Dal carcere di Alba al vigneto della scuola enologica per aiutare gli studenti delle classi quinte a vendemmiare

I detenuti alle ore 9, scortati da alcuni membri del corpo di polizia penitenziaria, sono giunti presso la cantina sperimentale della scuola dove accolti dal prof. Bruno Morcaldi e dagli allievi delle classi quinte, si sono recati al vitigno Arneis per iniziare le operazioni di raccolta

Dal carcere di Alba al vigneto della scuola enologica per aiutare gli studenti delle classi quinte a vendemmiare

Giovedì 12 settembre, per la prima volta nella giustizia italiana, dei detenuti sono stati ospiti presso la scuola enologica di Alba.
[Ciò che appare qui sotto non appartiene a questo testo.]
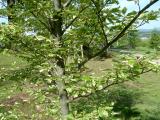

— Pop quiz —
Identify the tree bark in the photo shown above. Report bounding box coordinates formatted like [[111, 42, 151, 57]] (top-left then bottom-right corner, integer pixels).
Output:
[[49, 0, 69, 120], [7, 0, 15, 23]]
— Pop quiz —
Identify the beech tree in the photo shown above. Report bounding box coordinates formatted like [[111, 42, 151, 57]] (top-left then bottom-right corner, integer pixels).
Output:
[[0, 0, 159, 120]]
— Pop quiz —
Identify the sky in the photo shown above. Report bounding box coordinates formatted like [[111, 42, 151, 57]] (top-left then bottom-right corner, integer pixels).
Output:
[[0, 0, 160, 29], [119, 0, 160, 29]]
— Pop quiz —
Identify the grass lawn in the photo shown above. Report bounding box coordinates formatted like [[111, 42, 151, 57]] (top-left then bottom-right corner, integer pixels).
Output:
[[0, 54, 160, 118]]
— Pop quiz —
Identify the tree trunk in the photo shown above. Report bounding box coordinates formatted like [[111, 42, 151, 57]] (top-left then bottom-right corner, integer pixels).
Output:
[[49, 0, 69, 120], [7, 0, 15, 23], [51, 58, 69, 120]]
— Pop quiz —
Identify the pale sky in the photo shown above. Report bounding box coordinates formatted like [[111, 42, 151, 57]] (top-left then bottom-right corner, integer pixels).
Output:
[[119, 0, 160, 29], [0, 0, 160, 29]]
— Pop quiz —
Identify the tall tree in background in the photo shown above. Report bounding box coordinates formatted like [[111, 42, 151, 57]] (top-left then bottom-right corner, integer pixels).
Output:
[[1, 0, 159, 120], [7, 0, 15, 22], [150, 31, 160, 50]]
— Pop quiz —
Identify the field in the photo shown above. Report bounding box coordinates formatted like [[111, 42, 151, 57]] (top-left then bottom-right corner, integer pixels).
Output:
[[0, 51, 160, 120]]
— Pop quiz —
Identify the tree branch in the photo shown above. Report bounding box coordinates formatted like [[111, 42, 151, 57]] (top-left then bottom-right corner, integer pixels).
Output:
[[30, 11, 50, 31], [69, 69, 152, 102], [91, 0, 108, 44], [62, 6, 89, 33], [78, 0, 159, 68], [63, 0, 72, 8]]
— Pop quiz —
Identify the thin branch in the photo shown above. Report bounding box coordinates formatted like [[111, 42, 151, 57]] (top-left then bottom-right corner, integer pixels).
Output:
[[62, 6, 89, 33], [63, 0, 73, 8], [78, 0, 159, 68], [91, 0, 108, 44], [69, 69, 152, 102], [30, 11, 50, 31]]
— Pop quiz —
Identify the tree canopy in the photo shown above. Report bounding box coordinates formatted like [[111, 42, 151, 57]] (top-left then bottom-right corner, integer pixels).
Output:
[[0, 0, 160, 119]]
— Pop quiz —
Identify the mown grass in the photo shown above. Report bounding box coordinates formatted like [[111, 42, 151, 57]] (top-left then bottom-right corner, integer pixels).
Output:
[[0, 51, 160, 119]]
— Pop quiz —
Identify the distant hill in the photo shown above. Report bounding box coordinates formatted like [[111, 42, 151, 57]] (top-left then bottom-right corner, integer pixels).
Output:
[[139, 28, 160, 39]]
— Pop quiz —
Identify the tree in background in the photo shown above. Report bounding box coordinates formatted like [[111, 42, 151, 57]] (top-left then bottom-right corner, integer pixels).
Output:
[[150, 31, 160, 50], [0, 0, 159, 120]]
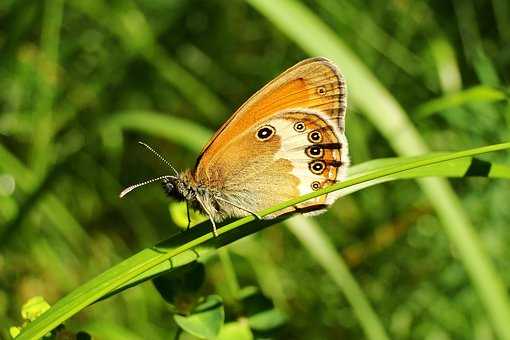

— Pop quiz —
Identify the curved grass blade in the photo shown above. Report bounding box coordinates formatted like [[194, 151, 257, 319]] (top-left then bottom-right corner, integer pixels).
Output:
[[18, 143, 510, 340], [416, 85, 509, 118], [247, 0, 510, 339]]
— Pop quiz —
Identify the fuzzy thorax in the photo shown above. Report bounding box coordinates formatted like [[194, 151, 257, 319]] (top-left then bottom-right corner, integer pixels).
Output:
[[162, 170, 254, 222]]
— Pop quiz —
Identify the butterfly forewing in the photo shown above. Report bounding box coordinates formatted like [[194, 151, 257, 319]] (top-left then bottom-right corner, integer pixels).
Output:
[[193, 58, 348, 217]]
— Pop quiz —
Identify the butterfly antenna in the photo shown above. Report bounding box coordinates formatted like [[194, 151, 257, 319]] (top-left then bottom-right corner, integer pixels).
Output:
[[138, 141, 179, 176], [119, 175, 175, 198]]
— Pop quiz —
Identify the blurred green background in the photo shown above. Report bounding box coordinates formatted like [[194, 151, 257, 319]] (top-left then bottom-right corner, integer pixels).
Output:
[[0, 0, 510, 339]]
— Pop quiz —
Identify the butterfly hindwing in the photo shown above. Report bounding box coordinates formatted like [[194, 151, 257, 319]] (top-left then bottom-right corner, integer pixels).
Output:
[[193, 58, 348, 219]]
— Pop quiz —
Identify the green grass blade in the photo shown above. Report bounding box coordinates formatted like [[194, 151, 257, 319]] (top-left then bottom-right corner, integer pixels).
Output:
[[18, 143, 510, 340], [247, 0, 510, 339], [416, 85, 508, 118]]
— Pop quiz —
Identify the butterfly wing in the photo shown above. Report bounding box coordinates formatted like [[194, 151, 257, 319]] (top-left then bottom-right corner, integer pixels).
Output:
[[194, 58, 348, 219]]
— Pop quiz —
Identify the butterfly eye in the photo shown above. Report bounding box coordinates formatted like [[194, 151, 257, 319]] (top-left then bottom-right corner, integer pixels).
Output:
[[317, 86, 326, 96], [257, 125, 275, 141], [308, 131, 322, 143], [306, 145, 324, 158], [294, 122, 306, 132], [309, 161, 326, 175]]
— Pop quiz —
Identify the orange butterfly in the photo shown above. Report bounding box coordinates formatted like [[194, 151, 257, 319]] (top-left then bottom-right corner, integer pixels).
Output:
[[121, 57, 349, 235]]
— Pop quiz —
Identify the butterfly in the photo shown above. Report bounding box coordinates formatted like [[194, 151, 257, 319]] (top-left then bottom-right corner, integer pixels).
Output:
[[120, 57, 349, 235]]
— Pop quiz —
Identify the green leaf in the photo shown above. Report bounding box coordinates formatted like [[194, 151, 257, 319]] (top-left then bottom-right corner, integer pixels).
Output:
[[168, 201, 207, 229], [174, 295, 225, 339], [15, 143, 510, 339], [21, 296, 50, 321], [152, 261, 205, 311], [416, 85, 508, 118], [247, 0, 510, 339], [239, 286, 287, 333], [216, 319, 253, 340]]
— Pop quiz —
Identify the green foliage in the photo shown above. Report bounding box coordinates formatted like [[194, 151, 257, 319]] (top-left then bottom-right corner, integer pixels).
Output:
[[174, 295, 225, 339], [0, 0, 510, 340]]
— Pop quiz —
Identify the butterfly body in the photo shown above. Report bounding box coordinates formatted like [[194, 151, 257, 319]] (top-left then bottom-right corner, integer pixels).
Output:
[[121, 58, 349, 235]]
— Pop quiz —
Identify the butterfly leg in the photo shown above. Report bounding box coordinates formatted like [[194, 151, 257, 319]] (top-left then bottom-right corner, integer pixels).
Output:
[[197, 196, 218, 237], [215, 196, 262, 220]]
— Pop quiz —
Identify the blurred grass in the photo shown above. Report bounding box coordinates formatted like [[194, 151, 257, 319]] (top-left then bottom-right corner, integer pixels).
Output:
[[19, 143, 510, 339], [249, 0, 510, 339], [0, 0, 510, 339]]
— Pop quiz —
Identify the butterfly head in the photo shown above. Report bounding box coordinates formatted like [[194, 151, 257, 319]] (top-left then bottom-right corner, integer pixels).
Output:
[[161, 171, 197, 201]]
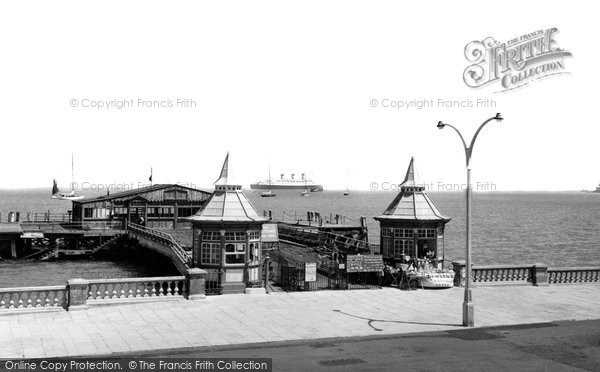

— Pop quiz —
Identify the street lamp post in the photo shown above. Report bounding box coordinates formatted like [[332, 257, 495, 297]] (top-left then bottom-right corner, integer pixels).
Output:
[[437, 113, 503, 327]]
Da anni esiste una convenzione tra la casa di reclusione di Alba e la scuola enologica per la produzione del vino denominato "Vale la pena". Ogni anno gli allievi si recano nel carcere per gestire il vigneto, mentre quest'anno sono stati i detenuti a venire nelle vigne della scuola per aiutare gli studenti a vendemmiare.

Dopo un iter burocratico abbastanza complesso che ha mobilitato tutto il personale della casa di reclusione di Alba dal mese di luglio, la Dott.ssa Giuseppina Piscioneri (direttrice del carcere) e la prof.ssa Antonella Germini (Dirigente dell’IIS “Umberto I” di Alba), sono riuscite a realizzare un progetto che vedeva impegnati in vendemmia presso le vigne della scuola enologica un gruppo di detenuti e gli allievi delle classi 5 A-B-C-D.

I detenuti alle ore 9, scortati da alcuni membri del corpo di polizia penitenziaria, sono giunti presso la cantina sperimentale della scuola dove accolti dal prof. Bruno Morcaldi e dagli allievi delle classi quinte, si sono recati al vitigno Arneis per iniziare le operazioni di raccolta.

Dopo un’ora di lavoro, svolto sotto l’occhio vigile ma discreto del personale di polizia penitenziaria, tutti insieme si sono diretti presso la cantina sperimentale dove hanno pigiato le uve appena raccolte. Successivamente si è tenuto un dibattito, molto partecipato, nell’aula magna dell’Istituto.

Qui gli allievi hanno potuto rivolgere delle domande ai detenuti chiarendo in tal modo tanti dubbi sulla loro condizione di vita da reclusi. Per la scuola, come affermato dal prof. Bruno Morcaldi, quest’attività ha avuto una duplice valenza: da un lato sensibilizzare gli allievi sulle tematiche della legalità e della giustiziata e dall’altro promuovere un percorso di reinserimento sociale dei detenuti attraverso un contatto diretto con le Istituzioni esterne al carcere.

Il Dirigente Scolastico si auspica vivamente che questo rapporto di collaborazione fra le due Istituzioni albesi possa continuare ed essere proficuo per la crescita dei valori e arricchimento personale di tutti noi.